How Grocers Can Marry Art + Science to Improve Lifecycle Pricing
Retail prices are easier to find than ever for customers – and more complex to deliver than ever for retailers. Every day, tens of millions of shoppers around the world go online to get reliable price comparisons in seconds. This phenomenon, the “Amazon effect,” will only get stronger.
Setting the first price in a retail setting is like making the first move in a three-dimensional chess game in a hailstorm: it’s only the beginning, conditions are shifting by the hour, and each move changes competitors’ responses. Multiply that complexity by thousands of SKUs per store, hundreds of stores, multiple channels from digital and catalogs to bricks & mortar, disjointed promotional and markdown decisions, and shoppers whose preferences and behaviors vary by region and demographics, and the game becomes far too complex for even the most experienced human to master.
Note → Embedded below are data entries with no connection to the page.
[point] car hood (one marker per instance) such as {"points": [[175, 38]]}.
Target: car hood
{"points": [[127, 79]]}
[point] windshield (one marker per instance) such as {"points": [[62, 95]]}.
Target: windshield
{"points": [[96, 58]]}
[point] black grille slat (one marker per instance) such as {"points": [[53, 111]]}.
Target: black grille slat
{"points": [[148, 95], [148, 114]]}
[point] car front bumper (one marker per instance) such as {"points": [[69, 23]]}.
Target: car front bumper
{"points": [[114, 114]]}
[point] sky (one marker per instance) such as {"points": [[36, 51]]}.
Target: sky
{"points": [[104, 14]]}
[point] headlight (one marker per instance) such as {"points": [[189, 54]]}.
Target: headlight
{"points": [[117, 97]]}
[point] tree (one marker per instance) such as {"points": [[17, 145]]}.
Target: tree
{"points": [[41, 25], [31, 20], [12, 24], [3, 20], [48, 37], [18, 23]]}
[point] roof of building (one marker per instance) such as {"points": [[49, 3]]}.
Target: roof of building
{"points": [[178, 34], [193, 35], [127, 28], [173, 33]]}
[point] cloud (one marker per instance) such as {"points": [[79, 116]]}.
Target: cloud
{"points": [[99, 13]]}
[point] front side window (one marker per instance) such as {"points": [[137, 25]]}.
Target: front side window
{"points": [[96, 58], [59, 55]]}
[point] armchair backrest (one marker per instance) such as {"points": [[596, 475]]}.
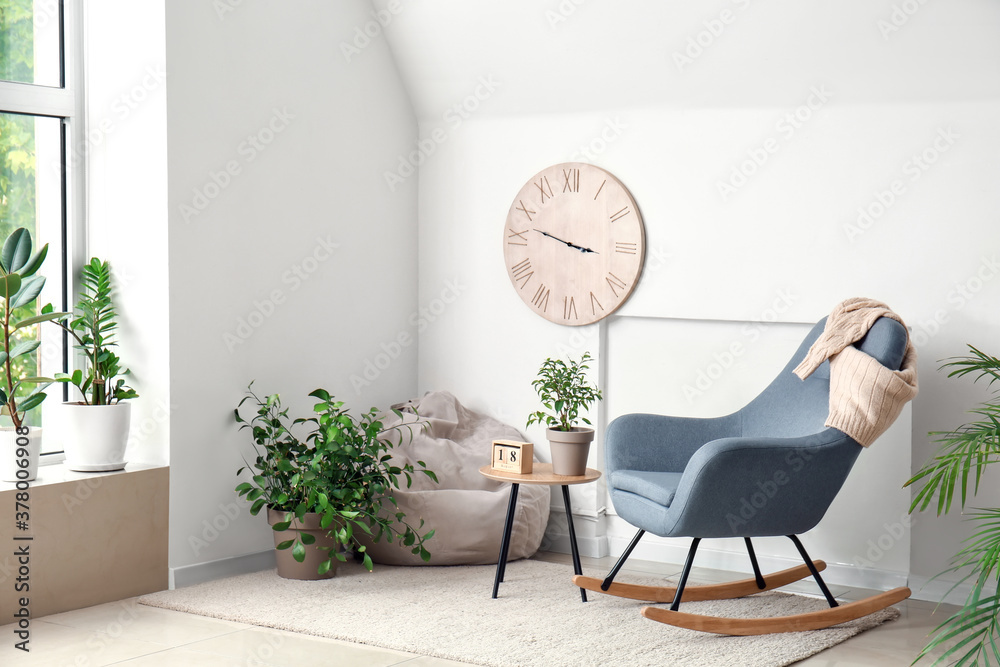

With the right data, tools and talent in place, enormously valuable insights can emerge. As they explore broad issues with advanced analytics, leading supermarket retailers are also drilling down to learn much more about their most profitable customer segments, for example, with pricing, promotions and targeted marketing to appeal specifically to them. The analytics can then calculate the overall financial impact of these activities across the pricing spectrum: regular, promotional and markdown.
How can grocers unite both art and science – including their analytics, people and processes – to improve lifecycle pricing?
Align Software with Human Decision Making
Professionals of all kinds, from pilots to architects, now rely on software to handle work previously performed manually. I believe software should enable a “manage by exception” approach to pricing. Advanced analytics solutions should include “guardrails,” wherein managers can set prices without approval if the prices fit within the prescribed guardrail. When a manager’s experience and judgment tell them they should set a price outside a guardrail, they need to seek approval only for that change.
With this consistent, straightforward approach, managers don’t need to rethink prices in every situation. Further, the ability to focus only on those prices requiring further scrutiny enables pricers to more effectively leverage analytics to determine the right action to take.
In addition, having tools and analytics that are purpose fit for understanding a product’s lifecycle enables a more robust view of the right action to take across the pricing spectrum. For example, a new item in the store may be hot in the market with competitors aggressively driving price down. If a pricing manager has access to strong analytics, he or she may understand their customers will respond better to a higher EDLP price with hot promotions. Additionally, seasonal or limited-time products need to be managed effectively with robust clearance analytics to ensure the product can be cleared through as profitably as possible.
This kind of holistic approach, which can incorporate human judgement, can turn what may look like a pricing exception into a clear financial advantage over the full pricing lifecycle.
Change the Organization
To drive adoption, sustain new ways of working and maximize impact, most companies need to rethink organizational roles, structures, and collaboration. This is especially true in lifecycle pricing, where processes and decision ownership may reside in different departments or functions. Merchants may own promotions, for example, while a centralized team manages markdowns. A more strategic, integrated approach using full lifecycle pricing versus the financial plans yields the most optimal results.
Most successful pricing teams include leaders from across functions who can share their broad perspectives on the business, from purchasing and marketing to distribution and competitive dynamics. To maintain momentum through the transformational journey to pricing excellence, senior management monitors and supports teams relentlessly – sometimes for years.
Transform and Win
The “Amazon effect” has been slower to impact grocery, but is starting to transform shopping behavior, retail pricing and the competitive landscape forever, and the chess game won’t get any simpler. Already center aisle consumable categories are broadly sold online, which is starting to cannibalize traditionally higher margin in-store grocery categories. Few retailers can beat online retailers in pricing, so they need to find other competitive advantages with a holistic approach that uses an advanced, multi-factor model to improve granular decision making every day.
In an increasingly complex and competitive marketplace where margins are narrower, grocers need a combination of data quality assurance, analytical insights, cutting-edge software solutions, and new capabilities – along with consistent support from senior management.
By making these moves in the right sequence, the most successful supermarket retailers will improve lifecycle pricing to gain significant competitive, first-mover advantage along with meaningful revenue and profit growth.